At Tharsus, we are based in the coastal town of Blyth, Northumberland, home to over 37,000 people as well as a large offshore wind farm and a thriving port. With stunning listed architecture and miles of spectacular coastline, Northumberland has plenty of appeal. And with its blend of culture, great schools, accessible healthcare and affordable living, it’s no wonder that more people are choosing to call this jewel of the North East home.
Northumberland is famed for its sweeping countryside and beautiful coastline. The Northumberland coast is an Area of Outstanding Natural Beauty. Tourists and residents are particularly drawn to landmarks such as Northumberland National Park, Bamburgh Castle and beach, and Holy Island, the site of Lindisfarne Priory.
North East England is increasingly recognised as an attractive area in which to live and work, particularly as spiralling costs impact quality of life in other locations. In a recent survey Tynemouth was identified as one of the best places to live in the UK, alongside Gosforth, Durham and Alnwick.
Average house prices in the North East are among the lowest in Britain at £197,160 (May 2021), a fraction of the average cost of properties in the most expensive region, London (£514,000).
Statistics show that life in Newcastle (the North East’s nearest comparable city) is more affordable than London. Food is on average 15% less expensive, clothes 22% less, transportation expenditure a whopping 47% cheaper and entertainment 34% less. Overall Newcastle is around 37% less costly for residents compared to Londoners.

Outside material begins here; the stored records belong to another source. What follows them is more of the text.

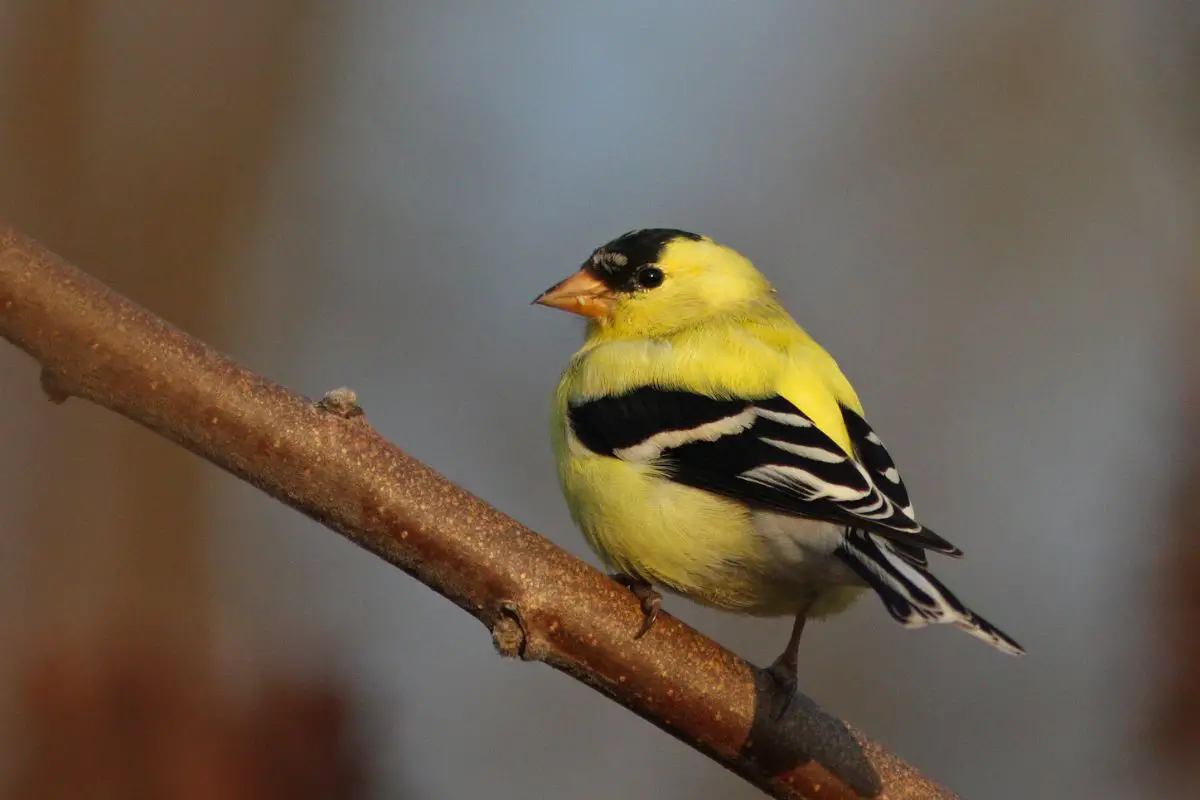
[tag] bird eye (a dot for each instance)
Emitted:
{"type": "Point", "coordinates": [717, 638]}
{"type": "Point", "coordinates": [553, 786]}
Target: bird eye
{"type": "Point", "coordinates": [649, 277]}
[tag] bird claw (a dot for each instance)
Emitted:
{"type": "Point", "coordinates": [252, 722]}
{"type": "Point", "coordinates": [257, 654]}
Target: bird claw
{"type": "Point", "coordinates": [785, 678]}
{"type": "Point", "coordinates": [649, 599]}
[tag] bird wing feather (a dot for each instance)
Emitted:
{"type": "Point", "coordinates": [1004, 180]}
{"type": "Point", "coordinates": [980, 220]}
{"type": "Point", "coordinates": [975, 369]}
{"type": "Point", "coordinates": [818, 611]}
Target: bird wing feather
{"type": "Point", "coordinates": [763, 452]}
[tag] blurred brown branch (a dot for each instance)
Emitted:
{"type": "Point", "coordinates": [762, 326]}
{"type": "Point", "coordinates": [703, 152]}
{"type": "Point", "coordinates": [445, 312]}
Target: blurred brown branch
{"type": "Point", "coordinates": [540, 602]}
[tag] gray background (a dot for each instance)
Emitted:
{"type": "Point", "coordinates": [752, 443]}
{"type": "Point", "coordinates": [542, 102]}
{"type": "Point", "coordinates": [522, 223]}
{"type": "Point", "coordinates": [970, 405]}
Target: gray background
{"type": "Point", "coordinates": [984, 214]}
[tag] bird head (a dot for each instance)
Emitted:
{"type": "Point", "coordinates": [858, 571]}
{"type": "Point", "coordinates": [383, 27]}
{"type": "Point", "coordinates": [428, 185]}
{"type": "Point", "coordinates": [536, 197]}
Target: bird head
{"type": "Point", "coordinates": [657, 280]}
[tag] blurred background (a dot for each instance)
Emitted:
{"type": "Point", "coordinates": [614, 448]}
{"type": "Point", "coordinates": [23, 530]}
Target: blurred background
{"type": "Point", "coordinates": [988, 214]}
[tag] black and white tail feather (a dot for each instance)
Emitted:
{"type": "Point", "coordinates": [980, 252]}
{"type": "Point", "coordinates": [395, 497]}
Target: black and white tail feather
{"type": "Point", "coordinates": [769, 455]}
{"type": "Point", "coordinates": [912, 595]}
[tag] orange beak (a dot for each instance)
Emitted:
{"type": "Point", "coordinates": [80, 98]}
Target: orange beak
{"type": "Point", "coordinates": [580, 294]}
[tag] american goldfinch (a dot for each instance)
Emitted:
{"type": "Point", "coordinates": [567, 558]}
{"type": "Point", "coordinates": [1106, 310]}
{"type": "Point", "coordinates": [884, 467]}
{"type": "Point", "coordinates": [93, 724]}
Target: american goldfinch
{"type": "Point", "coordinates": [707, 445]}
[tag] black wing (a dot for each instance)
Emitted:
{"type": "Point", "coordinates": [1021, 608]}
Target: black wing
{"type": "Point", "coordinates": [877, 462]}
{"type": "Point", "coordinates": [763, 452]}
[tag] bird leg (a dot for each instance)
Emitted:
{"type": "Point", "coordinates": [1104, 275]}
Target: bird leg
{"type": "Point", "coordinates": [651, 600]}
{"type": "Point", "coordinates": [784, 669]}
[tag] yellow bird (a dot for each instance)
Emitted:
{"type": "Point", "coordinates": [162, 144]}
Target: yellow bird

Healthcare in the North East outperforms other regions, with recent BBC research indicating that the North East is home to six of the top 12 performing hospital services.
When it comes to famous landmarks the North East is spoiled for choice. One of the most famous features is the Angel of the North near Gateshead. Antony Gormley’s statue was completed in 1998 and the imposing steel structure is 20 metres (66 ft) tall, with wings measuring 54 metres (177 ft) across. There are many other landmarks of historical significance, including Durham Cathedral, and Hadrian’s Wall.
Transport links are excellent, with a network of A-roads for drivers and Newcastle Airport, the East Coast Main Line serving Alnmouth, Berwick-upon-Tweed and Morpeth. Trains to Newcastle take 30 minutes while trips to London take four hours. Edinburgh can be reached in two hours.
Culture and sports take centre stage in Newcastle and Gateshead, with the Great North Museum, the Centre for Life, the Sage and the Theatre Royal providing entertainment and leisure activities for every taste. Sports are a big part of life in the North East, with St James Park, the home of Newcastle United FC dominating the Newcastle skyline and Sunderland FC’s Stadium of Light is an equally well-recognised fixture in the city.